State Sen. Mike Barrett, a Democrat who co-chairs the Joint Committee on Telecommunications, Utilities and Energy, said ensuring competition for Massachusetts offshore wind contracts is needed going forward. Only two companies bid for contracts in the third offshore wind auction held in 2021, with developers like Ørsted saying they stayed away because of falling contract prices.
Massachusetts could also inspire more competition by offering long-term deals to a wide array of clean energy projects, forcing offshore wind developers to compete with onshore wind, solar, hydro and nuclear, Barrett said. And the state could update the rules of its offshore wind auctions to deduct points from companies that fail to deliver on past contracts.
“We have to keep an eagle eye on the competitive aspects of all these projects or you’re not going to see a constraint on prices,” he said.

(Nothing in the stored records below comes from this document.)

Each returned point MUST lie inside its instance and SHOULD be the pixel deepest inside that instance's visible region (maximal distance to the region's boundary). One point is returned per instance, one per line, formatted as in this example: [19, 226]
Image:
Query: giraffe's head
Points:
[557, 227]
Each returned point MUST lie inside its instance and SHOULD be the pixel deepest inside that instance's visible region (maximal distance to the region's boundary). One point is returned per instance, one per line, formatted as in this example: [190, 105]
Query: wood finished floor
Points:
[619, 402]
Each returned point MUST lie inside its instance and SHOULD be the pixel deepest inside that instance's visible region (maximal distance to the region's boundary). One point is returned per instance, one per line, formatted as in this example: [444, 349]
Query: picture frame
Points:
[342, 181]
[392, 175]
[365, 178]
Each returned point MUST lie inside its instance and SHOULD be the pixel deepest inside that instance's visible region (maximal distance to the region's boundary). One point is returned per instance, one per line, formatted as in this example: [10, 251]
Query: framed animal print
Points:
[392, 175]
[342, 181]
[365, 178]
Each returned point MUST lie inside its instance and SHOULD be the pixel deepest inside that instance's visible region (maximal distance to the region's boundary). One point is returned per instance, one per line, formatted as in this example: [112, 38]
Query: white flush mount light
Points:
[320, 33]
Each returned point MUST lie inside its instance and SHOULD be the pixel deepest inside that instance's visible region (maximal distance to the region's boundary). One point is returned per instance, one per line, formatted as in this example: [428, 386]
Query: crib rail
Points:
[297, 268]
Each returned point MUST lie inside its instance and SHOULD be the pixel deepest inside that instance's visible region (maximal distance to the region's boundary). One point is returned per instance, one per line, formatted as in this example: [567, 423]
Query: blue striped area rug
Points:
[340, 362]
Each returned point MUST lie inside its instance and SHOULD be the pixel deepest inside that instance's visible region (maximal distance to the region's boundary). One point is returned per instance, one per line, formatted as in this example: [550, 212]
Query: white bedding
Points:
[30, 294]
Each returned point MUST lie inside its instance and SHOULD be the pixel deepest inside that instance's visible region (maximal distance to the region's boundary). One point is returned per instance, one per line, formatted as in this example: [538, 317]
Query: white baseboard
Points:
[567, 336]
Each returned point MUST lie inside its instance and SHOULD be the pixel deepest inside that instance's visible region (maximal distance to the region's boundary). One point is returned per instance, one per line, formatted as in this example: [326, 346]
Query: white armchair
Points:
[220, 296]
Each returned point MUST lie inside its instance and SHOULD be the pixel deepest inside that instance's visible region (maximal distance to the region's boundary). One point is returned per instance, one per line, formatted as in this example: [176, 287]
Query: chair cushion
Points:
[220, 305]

Barrett nevertheless said he was optimistic about the auction scheduled for this spring. Massachusetts eliminated the declining price requirement for future auctions last year, which could make the state more attractive to other companies.
State agencies will also be in charge of selecting the winning bidder. In the past, that job fell to the utilities buying the power, with regulators left to approve the final contract. The arrangement attracted criticism. Eversource Energy Corp., a utility, served on the bid committee and operates a joint venture with Ørsted that had bid on past contracts.
In Avangrid’s case, Barrett said he understood the predicament facing the company and Massachusetts regulators.
“I think everybody is acting rationally so far. If Avangrid hadn’t raised these issues of unforeseen costs, the ensuing project might well have resulted in a bankruptcy,” he said. At the same time, other offshore wind developers might sue if the state allowed Avangrid to renegotiate a contract it had won during a competitive bidding process.
“You can’t reopen a contract under one set of rules without cries of foul,” Barrett said.